I wonder how many times I’ve seen this sort of diagram across the many years I’ve been doing network design?
It’s usually held up as an example of how clever the engineer running the network is about resilience. “You see,” the diagram asserts, “I’m smart enough to purchase connectivity from two providers, rather than one.”
Can I point something out? Admittedly it might not be all that obvious from the diagram, but… Reality is just about as likely to squish your network connectivity like a bug no a windshield as it is any other network. Particularly if both of these connections are in the same regional area. The tricky part is knowing, of course, what a “regional area” might happen to mean for any particular provider.
The problem with this design is very basic, and tied to the concept of shared link risk groups. But let me start someplace a little simpler than that—with the basic, and important, point that putting fiber in the ground, and maintaining fiber that’s in the ground, is expensive. Unless you live in Greenland, fiber can be physically buried pretty easily (fiber in Greenland is generally buried with dynamite by a blasting crew, or through conduit that’s bolted to the surface of the ubiquitous rock). But it’s not the burying that costs a lot of money—it’s the politics.
To bury a cable, you must get a right of way. Getting a right of way could well be very expensive in any given city. I remember encountering one particular situation where the land under consideration was owned, in theory, by a railroad. Well, it was close enough to an old station that it must have been. But it took several years of looking through old piles of paper to find the correct paper trail and figure out how, precisely actually owned the land in a legally provable way. This is not a task for the faint of heart.
What has this to do with the image above? A lot, actually. It’s so expensive to install last mile fiber providers often share this last mile. To explain, let’s look at a small picture, just below, that might be helpful.
This is the way many providers actually build their last mile. There is (normally a pair of) fiber ring(s), with a set of ROADM’s at key locations in the region (ROADM actually means “randomly dropping all de traffic that matters,” but don’t tell anyone, it’s a secret). When a customer is connected to the network, they are assigned a lightwave on the fiber that carries their traffic, from the customer edge device, over a virtual layer 2 circuit (generally point-to-point, but not always), to a central office or exchange point. Here the different lightwaves are split up and handed to different providers through good old fashioned routing. One provider normally owns the fiber, and other providers lease wavelengths, or bandwidth, etc., to reach customers in the region.
Looking at this second image, you might be able to see what the problem is with the first. It’s possible—actually probable, in fact I’ve seen it happen in real life—that a single backhoe fade within the same region will take out both provider’s circuits at the same time.
The problem here isn’t really the lack of diversity. Rather, it’s that the lack of diversity is hidden through the magical abstraction of virtualization. Two logical circuits that share the the same fate because they both run on the same physical media, by the way, are called a Shared Risk Link Group (SRLG). Providers aren’t likely to tell you when you’re at risk from this sort of problem for several reasons.

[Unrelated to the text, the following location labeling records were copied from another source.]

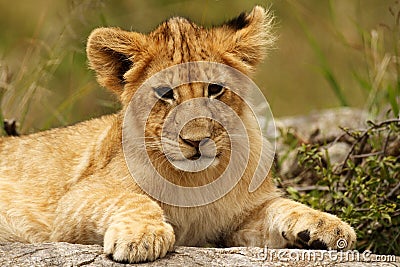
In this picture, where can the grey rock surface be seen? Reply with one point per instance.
(65, 254)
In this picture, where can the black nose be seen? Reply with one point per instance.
(195, 143)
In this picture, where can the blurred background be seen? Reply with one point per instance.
(329, 53)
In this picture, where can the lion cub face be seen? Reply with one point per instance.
(125, 60)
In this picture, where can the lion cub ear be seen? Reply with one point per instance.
(246, 38)
(111, 53)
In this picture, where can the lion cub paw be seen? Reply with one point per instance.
(320, 230)
(138, 242)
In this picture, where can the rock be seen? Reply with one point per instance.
(65, 254)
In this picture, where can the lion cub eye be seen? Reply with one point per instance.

First, telling you who leased fiber from whom is bad business. Second, they may not actually know enough about their competitors to point this problem out. Third, it’s really in their business interest to try to convince you not to do this, but rather to buy all your upstream from them.
So—what can you do about this?
If you’re going to connect to two providers, try to do so in two different regions. This is often difficult, as you don’t really know where the regions are, and connecting two sites that provide backup for one another across multiple regional rings can be a challenge for geographical reasons.

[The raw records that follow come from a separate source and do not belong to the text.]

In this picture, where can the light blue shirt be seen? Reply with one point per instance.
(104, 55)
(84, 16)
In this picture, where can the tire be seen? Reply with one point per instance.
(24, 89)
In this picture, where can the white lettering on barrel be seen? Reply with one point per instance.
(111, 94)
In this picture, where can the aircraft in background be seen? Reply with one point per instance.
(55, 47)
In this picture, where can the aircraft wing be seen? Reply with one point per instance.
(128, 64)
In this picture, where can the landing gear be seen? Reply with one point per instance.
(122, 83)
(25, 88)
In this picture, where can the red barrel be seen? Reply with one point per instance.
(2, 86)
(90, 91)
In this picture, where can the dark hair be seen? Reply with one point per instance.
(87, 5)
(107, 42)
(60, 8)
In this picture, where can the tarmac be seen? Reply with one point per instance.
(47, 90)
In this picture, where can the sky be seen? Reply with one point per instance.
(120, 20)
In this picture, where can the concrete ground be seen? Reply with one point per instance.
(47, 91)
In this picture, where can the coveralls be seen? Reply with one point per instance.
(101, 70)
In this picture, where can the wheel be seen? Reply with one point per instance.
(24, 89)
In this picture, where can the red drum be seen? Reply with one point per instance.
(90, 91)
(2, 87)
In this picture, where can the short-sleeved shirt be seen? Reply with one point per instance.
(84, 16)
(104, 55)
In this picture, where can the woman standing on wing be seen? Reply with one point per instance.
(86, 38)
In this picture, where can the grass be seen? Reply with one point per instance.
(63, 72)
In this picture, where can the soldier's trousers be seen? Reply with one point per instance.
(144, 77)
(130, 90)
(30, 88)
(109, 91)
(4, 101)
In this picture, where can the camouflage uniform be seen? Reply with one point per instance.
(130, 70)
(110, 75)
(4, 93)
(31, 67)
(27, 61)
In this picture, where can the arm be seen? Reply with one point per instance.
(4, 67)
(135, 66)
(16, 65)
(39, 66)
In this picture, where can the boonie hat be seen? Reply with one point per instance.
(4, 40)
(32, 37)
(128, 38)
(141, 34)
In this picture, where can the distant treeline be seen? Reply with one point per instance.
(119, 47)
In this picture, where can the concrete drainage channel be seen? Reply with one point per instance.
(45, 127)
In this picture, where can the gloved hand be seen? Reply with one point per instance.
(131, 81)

One alternative here is to connect to a local exchange point (an IXP), and from their fabric to the various providers. While the IXP will likely lease their circuits from others, they will have a much better idea of where the cables physically run, and how to provide diverse circuits (but only if you know what you’re asking for).
Another alternative is to simply stick with a single provider, and insist on physical diversity in any resilient links. This plays into the provider’s hand of trying to get you to buy from a single source, but it gets around the problem of trying to figure out what cable is where, and who uses what (information you’re not generally going to be able to find anyway), and puts it on the shoulders of the provider—who does know, at least for their network.
The next time you think you’ve solved the resilience problem by quickly and easily dual homing, remember shared risk, and remember to look for the deeper problem that’s been hidden away through an abstraction—an abstraction that far too often is leaky.